Today on Current State: Michigan same-sex marriage ban on trial; an update on the Kosgar Lado case; the Great Lakes month in review; attorney Benjamin Crump speaks in Lansing; and the 1491s, a Native American sketch comedy group.
A federal judge in Detroit will hear opening arguments today on a case that could potentially overturn Michigan’s ban on same-sex marriage. In 2012, two lesbian nurses sued Governor Rick Snyder and Attorney General Bill Schuette. The couple is raising three special needs children, but they cannot legally adopt them unless they are married.
Last week, an Ingham County judge ordered Kosgar Lado, a 21-year old Lansing resident, to be held in the state psychiatric hospital in Kalamazoo for up to 15 months or until he can be deemed competent to stand trial for a felony charge of lying to police.
At the end of each month we check in with Great Lakes commentator and journalist Gary Wilson for updates on environmental stories from around the basin. For today’s Great Lakes Month in Review, we’re focusing on Governor Snyder’s environmental efforts and algae blooms.

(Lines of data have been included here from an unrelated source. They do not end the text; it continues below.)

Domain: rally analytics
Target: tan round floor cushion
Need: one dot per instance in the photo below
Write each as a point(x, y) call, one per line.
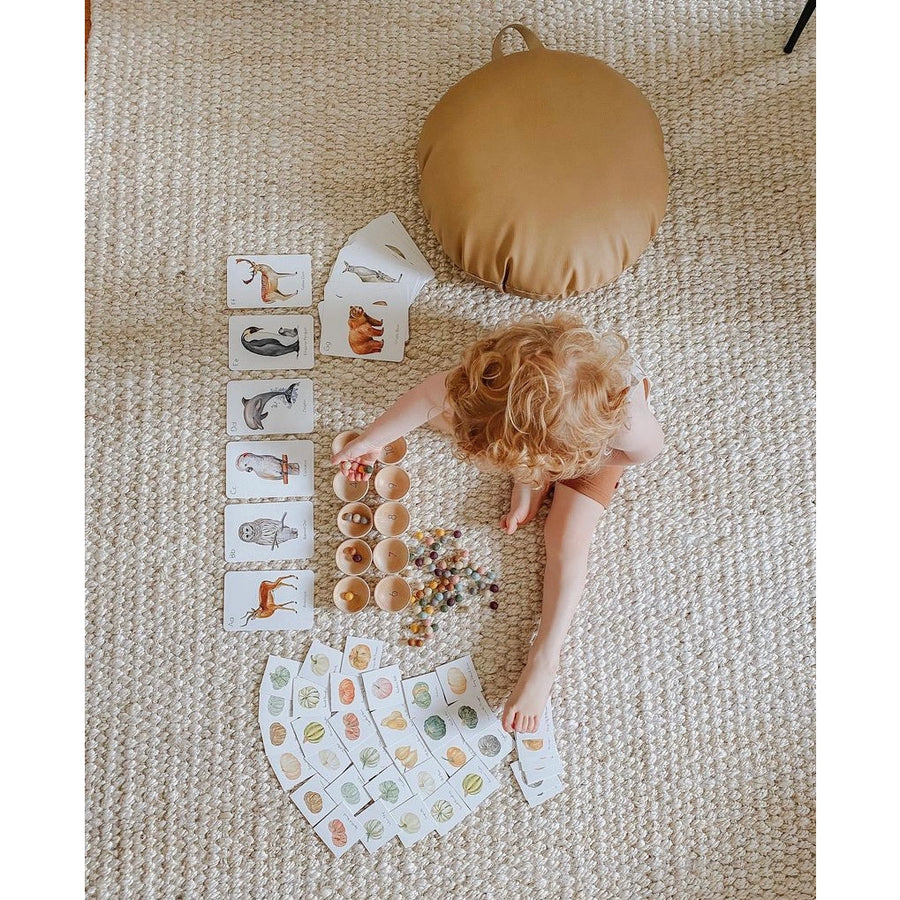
point(542, 173)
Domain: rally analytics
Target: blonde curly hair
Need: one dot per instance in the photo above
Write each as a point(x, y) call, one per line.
point(540, 399)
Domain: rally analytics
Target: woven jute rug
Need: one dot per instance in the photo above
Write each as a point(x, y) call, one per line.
point(684, 706)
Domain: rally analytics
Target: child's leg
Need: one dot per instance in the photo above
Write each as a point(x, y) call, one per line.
point(568, 533)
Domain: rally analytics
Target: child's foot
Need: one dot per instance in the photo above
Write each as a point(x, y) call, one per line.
point(529, 697)
point(523, 506)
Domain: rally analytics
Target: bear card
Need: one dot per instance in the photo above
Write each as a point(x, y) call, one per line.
point(362, 330)
point(270, 343)
point(270, 406)
point(257, 532)
point(267, 281)
point(268, 601)
point(263, 469)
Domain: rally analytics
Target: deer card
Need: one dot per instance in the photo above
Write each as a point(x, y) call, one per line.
point(270, 343)
point(258, 532)
point(270, 406)
point(264, 469)
point(267, 282)
point(268, 601)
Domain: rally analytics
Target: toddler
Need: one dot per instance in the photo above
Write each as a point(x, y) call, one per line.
point(556, 406)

Tomorrow is the second anniversary of the shooting death of Trayvon Martin in Sanford, Florida. George Zimmerman shot the unarmed teenager while on a neighborhood watch patrol. Claiming self defense under Florida’s controversial “Stand Your Ground” law, Zimmerman was ultimately acquitted of second-degree murder and manslaughter charges. Attorney Benjamin Crump has represented the interests of Martin’s family. He has a speaking engagement tonight in Lansing.
The 1491s describe themselves as “a gaggle of Indians chock full of cynicism and splashed with a good dose of indigenous satire.” The five Native American artists create work that will make you snicker, but will also make you think.